Practical and Fast Momentum-Based Power Methods

Year
2021
Type(s)
Author(s)
Tahseen Rabbani, Apollo Jain, Arjun Rajkumar, Furong Huang
Source
2nd Annual Conference on Mathematical and Scientific Machine Learning, Proceedings of Machine Learning Research vol 145:1-36, 2021.
Url
https://msml21.github.io/papers/id65.pdf
BibTeX
BibTeX

The power method is a classical algorithm with broad applications in machine learning tasks, including streaming PCA, spectral clustering, and low-rank matrix approximation. The distilled purpose of the vanilla power method is to determine the largest eigenvalue (in absolute modulus) and its eigenvector of a matrix.
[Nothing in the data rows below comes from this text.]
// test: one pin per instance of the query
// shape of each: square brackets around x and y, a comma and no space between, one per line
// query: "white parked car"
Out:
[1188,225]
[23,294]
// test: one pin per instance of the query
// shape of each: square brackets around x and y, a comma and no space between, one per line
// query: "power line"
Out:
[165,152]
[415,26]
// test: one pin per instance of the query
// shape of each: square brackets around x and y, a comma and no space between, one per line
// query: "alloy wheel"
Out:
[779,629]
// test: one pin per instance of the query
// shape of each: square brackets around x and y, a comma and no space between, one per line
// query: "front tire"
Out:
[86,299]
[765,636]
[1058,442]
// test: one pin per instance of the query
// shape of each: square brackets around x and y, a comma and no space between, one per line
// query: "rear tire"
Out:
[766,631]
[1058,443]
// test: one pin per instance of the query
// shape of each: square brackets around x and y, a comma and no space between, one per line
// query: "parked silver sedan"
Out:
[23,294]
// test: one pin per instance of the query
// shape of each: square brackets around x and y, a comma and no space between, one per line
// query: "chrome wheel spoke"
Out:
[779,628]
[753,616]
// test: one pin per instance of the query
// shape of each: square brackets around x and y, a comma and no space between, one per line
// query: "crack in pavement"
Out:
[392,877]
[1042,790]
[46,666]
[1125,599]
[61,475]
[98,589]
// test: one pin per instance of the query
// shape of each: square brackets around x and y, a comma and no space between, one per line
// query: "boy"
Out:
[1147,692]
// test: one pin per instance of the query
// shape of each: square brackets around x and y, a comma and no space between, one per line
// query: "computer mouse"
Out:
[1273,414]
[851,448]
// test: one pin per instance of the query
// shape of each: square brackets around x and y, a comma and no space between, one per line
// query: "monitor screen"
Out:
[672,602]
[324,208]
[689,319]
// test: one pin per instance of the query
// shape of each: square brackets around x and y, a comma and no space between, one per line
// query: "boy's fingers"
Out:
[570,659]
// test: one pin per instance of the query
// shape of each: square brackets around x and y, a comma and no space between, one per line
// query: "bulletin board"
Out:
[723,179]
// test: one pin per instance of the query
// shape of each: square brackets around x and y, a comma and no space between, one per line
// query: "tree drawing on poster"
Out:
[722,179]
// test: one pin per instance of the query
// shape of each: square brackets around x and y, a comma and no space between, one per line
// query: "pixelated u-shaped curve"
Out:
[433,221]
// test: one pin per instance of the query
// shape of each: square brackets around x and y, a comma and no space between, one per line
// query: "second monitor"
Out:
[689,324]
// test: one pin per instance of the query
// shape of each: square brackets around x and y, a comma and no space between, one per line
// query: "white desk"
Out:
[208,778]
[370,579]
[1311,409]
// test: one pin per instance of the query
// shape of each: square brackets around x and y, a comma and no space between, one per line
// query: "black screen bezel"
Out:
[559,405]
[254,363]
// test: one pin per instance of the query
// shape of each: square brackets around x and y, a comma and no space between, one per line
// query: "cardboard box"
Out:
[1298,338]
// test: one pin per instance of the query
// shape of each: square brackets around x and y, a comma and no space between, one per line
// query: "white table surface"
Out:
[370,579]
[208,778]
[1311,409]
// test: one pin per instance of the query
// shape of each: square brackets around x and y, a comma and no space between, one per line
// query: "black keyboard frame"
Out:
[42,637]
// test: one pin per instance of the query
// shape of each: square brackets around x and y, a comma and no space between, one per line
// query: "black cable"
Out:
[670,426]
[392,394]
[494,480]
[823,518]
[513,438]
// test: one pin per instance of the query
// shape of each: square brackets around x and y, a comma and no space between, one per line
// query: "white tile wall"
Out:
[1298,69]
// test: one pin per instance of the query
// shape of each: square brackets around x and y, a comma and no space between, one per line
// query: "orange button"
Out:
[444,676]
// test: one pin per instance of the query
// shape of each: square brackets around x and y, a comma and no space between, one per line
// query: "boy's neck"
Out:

A momentum-based scheme can be used to accelerate the power method, but achieving an optimal convergence rate with existing algorithms critically relies on additional spectral information that is unavailable at run-time, and sub-optimal initializations can result in divergence. In this paper, we provide a pair of novel momentum-based power methods, which we call the delayed momentum power method (DMPower) and a streaming variant, the delayed momentum streaming method (DMStream). Our methods leverage inexact deflation and are capable of achieving near-optimal convergence with far less restrictive hyperparameter requirements. We provide convergence analyses for both algorithms through the lens of perturbation theory. Further, we experimentally demonstrate that DMPower routinely outperforms the vanilla power method and that both algorithms match the convergence speed of an oracle running existing accelerated methods with perfect spectral knowledge.

Performance of DMPM on Spectral Clustering. We depict the performance of DMPM ($\rho=\sqrt[3]{\epsilon}$) on dividing a collection of data points into their natural, geometrically-partitioned clusters. The first series (a-e) is the concentric circles dataset while the second series (f-j) is the half-moons dataset. In both series, the first image depicts the unlabeled arrangement, the second depicts a naive application of k-means without spectral clustering, while the last three images depict the performance of k-means assisted by spectral clustering over progressively tighter $\epsilon$ error thresholds (thus, requiring more accurate affinity matrix eigenvector approximations). As $\epsilon$ grows smaller, the data separation improves, eventually achieving perfect classification by $\epsilon=10^{-8}$.